Ann looked away and smoked the last bit of her cigarette. She dropped the butt and stared at the ground while she stepped on it. “Like I said, you gotta ask him. I don’t know and I don’t want to know.”
Packard believed her. Ann Crawford would rather maintain her ignorance than take responsibility for the actions of her almost grown son. He was going to do what he wanted, and the less she knew about it, the better. She had her own problems.
Packard pocketed his notebook and pen and followed Ann back inside the lumberyard. She went up to the skinny, bald guy covering for her. “Give me my scanner,” she said. He handed it over and slouched away.
“I’d like to go with you back to your house and go through Jesse’s room. I can get a warrant if I have to, but it’d be a lot easier if I can just get your permission. Can we do that?”
“Damn it, Packard. You’re gonna get me fired if you haul me out of here right now when it’s not my break.”
“When is your break?”
Ann pulled the flip phone from her pocket and looked at the time on the front. “I get lunch an hour from now.”

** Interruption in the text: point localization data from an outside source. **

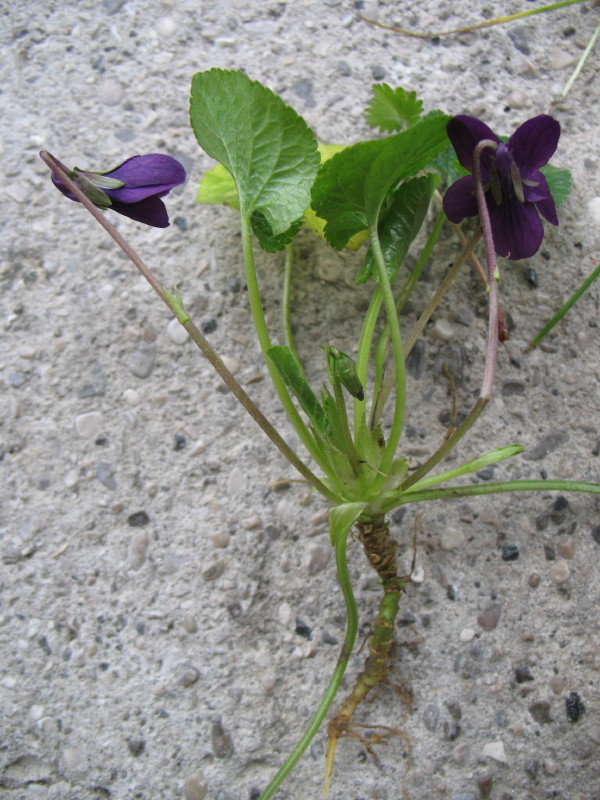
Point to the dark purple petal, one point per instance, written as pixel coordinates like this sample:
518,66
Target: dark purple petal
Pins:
539,191
460,201
534,142
154,169
151,211
465,133
517,230
547,209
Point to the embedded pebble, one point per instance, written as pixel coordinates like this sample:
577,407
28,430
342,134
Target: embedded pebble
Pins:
190,624
105,474
138,519
221,740
284,613
251,523
93,383
220,539
189,677
431,716
176,332
443,330
560,572
141,361
136,746
198,448
523,674
488,619
540,711
518,99
452,538
566,549
318,558
137,550
509,552
131,397
496,751
214,571
194,787
551,767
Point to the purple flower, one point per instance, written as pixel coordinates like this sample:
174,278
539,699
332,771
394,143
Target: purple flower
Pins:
516,192
133,189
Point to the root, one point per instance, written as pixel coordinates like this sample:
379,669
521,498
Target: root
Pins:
381,553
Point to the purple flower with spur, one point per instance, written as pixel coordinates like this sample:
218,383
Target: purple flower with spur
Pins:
516,192
133,189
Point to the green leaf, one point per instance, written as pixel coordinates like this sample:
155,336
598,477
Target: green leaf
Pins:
351,187
264,233
400,225
341,519
266,146
393,109
559,182
293,378
448,165
217,187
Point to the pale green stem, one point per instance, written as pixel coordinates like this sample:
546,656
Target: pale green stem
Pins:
384,383
338,673
286,305
362,358
478,490
467,29
265,343
441,291
390,308
196,335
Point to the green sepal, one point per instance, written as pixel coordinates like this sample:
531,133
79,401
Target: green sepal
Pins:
343,369
341,519
176,304
90,190
293,378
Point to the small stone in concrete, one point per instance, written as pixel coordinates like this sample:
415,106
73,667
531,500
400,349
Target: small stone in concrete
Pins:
452,538
488,619
89,424
221,740
560,572
189,677
496,751
194,787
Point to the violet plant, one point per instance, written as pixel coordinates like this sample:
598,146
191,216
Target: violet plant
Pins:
272,170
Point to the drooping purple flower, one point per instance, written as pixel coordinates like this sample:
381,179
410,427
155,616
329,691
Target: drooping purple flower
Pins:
516,192
133,189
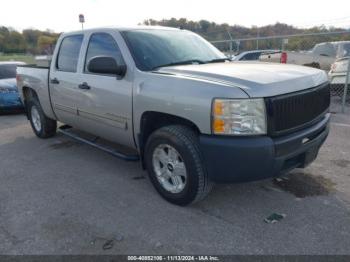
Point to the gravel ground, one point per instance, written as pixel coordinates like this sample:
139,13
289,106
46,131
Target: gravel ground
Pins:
58,196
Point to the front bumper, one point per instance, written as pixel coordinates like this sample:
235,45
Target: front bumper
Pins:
241,159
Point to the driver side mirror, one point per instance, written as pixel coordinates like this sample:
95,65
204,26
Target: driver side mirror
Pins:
106,65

“I’ll come pick you up in an hour. I’ll bring you a burger or a sandwich, whatever you want. We’ll go back to your house, have a look at Jesse’s things, and then I’ll drive you back. How’s that?”
A navy-blue pickup pulled up to the gate with a load of drywall in the back. Ann took the printed receipt from the driver, scanned the bar code printed at the bottom, and looked over the load in the back before she pressed a button in her booth that raised the traffic arm. They both watched the pickup drive away.
“I want Arby’s roast beef. Large curly fries. Diet Sprite,” she said.